As the audience filed into the Don Evans Black Box Theater to watch Lyric Theatre’s production of “Dido & Aeneas,” it was clear that this was not going to be an ordinary night at the opera. Cast members in gaudy formal wear greeted the audience like expected guests. As people were ushered in, characters conversed with each other around a giant dinner table in the middle of the stage. The elegant mood of the play was set before anyone was even there to watch it.
When the seats were finally filled, the audience enjoyed an adaptation of the tragic opera full of heartbreaking music and unique visual ideas. The story of two lovers destined to be apart, “Dido & Aeneas” used the dinner party as a modern prologue and then shifted into the ancient setting of the story.
Director and production designer Aaron Cromie, a College alumnus who graduated in 1994, explained that the prologue was used to introduce the story to the audience in an understandable fashion.
“We thought it might be fun to warm the audience up to what they’ll see,” he said.
In addition, the production took advantage of the open set-up of the Don Evans Theater by constantly reconfiguring the set design. Pieces of the set were used for multiple purposes and scenes were switched in a matter of seconds. Puppetry and masks were also relied on for key sequences and provided impressive visuals. For an opening night performance, the transitions and use of props seemed natural and splendidly creative.
“Our goal was to have (the original additions) enhance the story, not distract from it,” Robert Guarino, the show’s producer and musical conductor, said. Guarino, who directed Lyric Theatre’s two previous productions, discussed how he and Cromie decided to collaborate on “Dido & Aeneas.”
“(The College has) never done a baroque opera before,” he said. “I’ve known (Cromie) since the early ’90s, and we talked, and it just kind of snowballed from there.”
The story of a mutual affection that is interrupted by the will of sinister witches, “Dido & Aeneas” features many soulful solos that require an exceptional vocal range. The role of Dido is a daunting one, but Pia Vanderstreet, junior music education major who has never performed in an opera before, handled it in stride.
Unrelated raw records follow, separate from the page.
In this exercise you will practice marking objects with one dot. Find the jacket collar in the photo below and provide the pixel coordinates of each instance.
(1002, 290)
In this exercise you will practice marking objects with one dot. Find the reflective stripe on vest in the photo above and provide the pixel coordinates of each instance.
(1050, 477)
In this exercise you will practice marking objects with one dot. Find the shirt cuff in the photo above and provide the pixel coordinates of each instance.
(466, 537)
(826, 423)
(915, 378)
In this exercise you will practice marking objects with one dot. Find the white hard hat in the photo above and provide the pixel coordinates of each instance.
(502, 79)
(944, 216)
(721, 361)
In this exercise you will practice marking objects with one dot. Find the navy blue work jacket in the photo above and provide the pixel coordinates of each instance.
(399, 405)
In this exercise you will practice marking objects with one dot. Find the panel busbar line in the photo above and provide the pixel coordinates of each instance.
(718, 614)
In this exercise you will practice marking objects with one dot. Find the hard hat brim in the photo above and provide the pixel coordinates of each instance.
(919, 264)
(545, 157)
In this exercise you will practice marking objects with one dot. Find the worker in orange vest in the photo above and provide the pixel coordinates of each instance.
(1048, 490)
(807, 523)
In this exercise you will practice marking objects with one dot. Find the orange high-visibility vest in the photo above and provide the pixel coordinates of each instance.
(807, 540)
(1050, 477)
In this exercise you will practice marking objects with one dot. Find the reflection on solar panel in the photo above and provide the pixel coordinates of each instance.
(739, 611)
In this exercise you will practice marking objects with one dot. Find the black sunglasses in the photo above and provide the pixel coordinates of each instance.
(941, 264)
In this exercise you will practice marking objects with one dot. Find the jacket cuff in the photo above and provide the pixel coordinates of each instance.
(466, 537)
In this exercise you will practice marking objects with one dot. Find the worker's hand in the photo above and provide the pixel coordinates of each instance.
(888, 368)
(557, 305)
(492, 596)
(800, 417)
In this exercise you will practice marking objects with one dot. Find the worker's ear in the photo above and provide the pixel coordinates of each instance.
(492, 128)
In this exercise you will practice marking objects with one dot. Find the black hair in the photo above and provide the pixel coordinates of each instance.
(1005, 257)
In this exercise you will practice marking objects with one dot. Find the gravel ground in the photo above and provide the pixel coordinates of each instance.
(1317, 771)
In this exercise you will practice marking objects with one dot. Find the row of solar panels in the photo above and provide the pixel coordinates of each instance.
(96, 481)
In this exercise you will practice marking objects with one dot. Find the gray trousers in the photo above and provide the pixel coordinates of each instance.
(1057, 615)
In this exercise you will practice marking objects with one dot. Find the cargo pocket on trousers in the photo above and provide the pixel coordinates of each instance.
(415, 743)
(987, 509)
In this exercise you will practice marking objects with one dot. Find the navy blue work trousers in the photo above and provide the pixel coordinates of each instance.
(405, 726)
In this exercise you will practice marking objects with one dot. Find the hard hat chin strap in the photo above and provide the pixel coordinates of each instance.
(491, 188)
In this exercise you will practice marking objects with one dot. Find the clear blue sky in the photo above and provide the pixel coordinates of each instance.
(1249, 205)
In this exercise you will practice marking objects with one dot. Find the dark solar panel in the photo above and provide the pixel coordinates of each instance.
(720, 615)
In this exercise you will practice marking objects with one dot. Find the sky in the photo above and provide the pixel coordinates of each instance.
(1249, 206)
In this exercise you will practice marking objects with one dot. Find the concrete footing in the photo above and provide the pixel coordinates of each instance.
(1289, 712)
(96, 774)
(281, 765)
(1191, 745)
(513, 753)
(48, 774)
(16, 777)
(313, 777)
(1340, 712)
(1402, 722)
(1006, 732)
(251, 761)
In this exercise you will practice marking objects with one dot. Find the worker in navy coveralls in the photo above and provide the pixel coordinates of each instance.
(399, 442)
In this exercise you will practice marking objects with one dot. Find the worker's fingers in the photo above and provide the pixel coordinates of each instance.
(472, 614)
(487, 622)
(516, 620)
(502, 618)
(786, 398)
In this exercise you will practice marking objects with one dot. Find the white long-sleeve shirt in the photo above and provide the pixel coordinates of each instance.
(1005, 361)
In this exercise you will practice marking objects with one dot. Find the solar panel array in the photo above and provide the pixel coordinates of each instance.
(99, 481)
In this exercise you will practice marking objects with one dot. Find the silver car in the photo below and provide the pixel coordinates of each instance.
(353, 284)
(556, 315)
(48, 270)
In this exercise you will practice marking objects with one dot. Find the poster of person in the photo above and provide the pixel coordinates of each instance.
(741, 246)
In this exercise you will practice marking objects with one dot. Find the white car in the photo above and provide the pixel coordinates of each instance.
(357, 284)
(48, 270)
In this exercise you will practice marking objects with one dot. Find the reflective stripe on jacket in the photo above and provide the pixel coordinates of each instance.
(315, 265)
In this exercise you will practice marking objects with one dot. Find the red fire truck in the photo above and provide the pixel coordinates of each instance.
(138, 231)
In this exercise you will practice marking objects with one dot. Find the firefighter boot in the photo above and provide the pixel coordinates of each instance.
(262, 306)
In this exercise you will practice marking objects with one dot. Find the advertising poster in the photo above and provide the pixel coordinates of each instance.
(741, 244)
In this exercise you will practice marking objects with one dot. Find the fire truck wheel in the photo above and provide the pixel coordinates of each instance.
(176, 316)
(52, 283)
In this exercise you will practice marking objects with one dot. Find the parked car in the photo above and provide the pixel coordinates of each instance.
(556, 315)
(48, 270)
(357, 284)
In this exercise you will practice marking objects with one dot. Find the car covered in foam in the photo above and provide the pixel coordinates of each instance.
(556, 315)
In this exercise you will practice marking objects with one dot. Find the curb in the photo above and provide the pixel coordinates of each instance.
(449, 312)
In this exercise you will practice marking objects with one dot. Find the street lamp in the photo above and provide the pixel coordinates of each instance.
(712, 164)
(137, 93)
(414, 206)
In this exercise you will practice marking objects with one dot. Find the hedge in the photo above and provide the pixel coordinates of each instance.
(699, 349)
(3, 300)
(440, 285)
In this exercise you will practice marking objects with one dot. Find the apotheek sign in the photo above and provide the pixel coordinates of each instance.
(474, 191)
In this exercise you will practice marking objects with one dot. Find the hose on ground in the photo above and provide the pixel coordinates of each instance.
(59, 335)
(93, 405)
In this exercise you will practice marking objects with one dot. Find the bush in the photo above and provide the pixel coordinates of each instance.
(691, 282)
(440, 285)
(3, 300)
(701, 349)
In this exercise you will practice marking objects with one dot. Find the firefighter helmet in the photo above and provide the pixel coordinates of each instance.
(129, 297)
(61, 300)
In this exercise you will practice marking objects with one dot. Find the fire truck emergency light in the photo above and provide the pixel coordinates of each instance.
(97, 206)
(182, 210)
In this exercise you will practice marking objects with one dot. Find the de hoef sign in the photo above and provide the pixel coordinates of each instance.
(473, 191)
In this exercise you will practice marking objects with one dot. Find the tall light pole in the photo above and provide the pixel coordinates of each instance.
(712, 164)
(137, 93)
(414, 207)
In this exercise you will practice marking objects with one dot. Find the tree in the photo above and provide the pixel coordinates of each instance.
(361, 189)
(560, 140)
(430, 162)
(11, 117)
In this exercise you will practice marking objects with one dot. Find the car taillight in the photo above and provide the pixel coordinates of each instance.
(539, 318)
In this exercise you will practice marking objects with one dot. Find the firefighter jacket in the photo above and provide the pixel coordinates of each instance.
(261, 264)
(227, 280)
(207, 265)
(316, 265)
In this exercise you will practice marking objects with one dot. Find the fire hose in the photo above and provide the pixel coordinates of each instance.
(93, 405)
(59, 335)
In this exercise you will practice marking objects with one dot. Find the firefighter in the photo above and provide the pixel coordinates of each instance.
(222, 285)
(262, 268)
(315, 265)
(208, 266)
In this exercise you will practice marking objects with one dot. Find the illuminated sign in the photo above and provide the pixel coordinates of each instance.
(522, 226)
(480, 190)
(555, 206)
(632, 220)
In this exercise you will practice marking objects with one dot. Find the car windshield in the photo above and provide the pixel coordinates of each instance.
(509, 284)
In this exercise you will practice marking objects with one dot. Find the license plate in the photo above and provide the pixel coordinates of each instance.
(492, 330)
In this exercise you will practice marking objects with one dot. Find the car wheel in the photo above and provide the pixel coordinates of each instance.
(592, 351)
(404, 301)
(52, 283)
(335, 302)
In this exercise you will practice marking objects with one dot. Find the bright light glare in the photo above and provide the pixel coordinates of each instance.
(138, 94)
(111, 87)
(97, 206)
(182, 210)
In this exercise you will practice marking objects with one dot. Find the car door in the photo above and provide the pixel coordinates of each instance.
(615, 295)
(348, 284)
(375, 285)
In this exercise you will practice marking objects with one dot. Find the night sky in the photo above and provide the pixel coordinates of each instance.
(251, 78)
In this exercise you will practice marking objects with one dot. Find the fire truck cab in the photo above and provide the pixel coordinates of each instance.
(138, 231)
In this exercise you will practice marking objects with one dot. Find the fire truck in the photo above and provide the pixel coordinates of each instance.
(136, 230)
“We’ve been learning the stuff since the summer,” Vanderstreet said. The singer, who packed the role with heavy emotion, said that the dated material started to resonate once rehearsals began.
“It was a hard process,” she admitted, “but after running through it, it started to make a lot more sense.”
Vanderstreet and the rest of the cast were assisted by Guarino’s conduction of the orchestra. Music played throughout the hour-long show and kept the mood of austerity in place.
“It was a lot more fun to use transitional music,” Cromie, who called the use of the orchestra in the production “very intimate,” said.
“Dido & Aeneas,” which will have three more productions this weekend, entertained the audience on its opening night by putting a new spin on a timeless love story. Guarino said that the student actors were a large part of their success.
“The students are very enthusiastic and willing to try new things,” he said. “They really rose to the occasion.”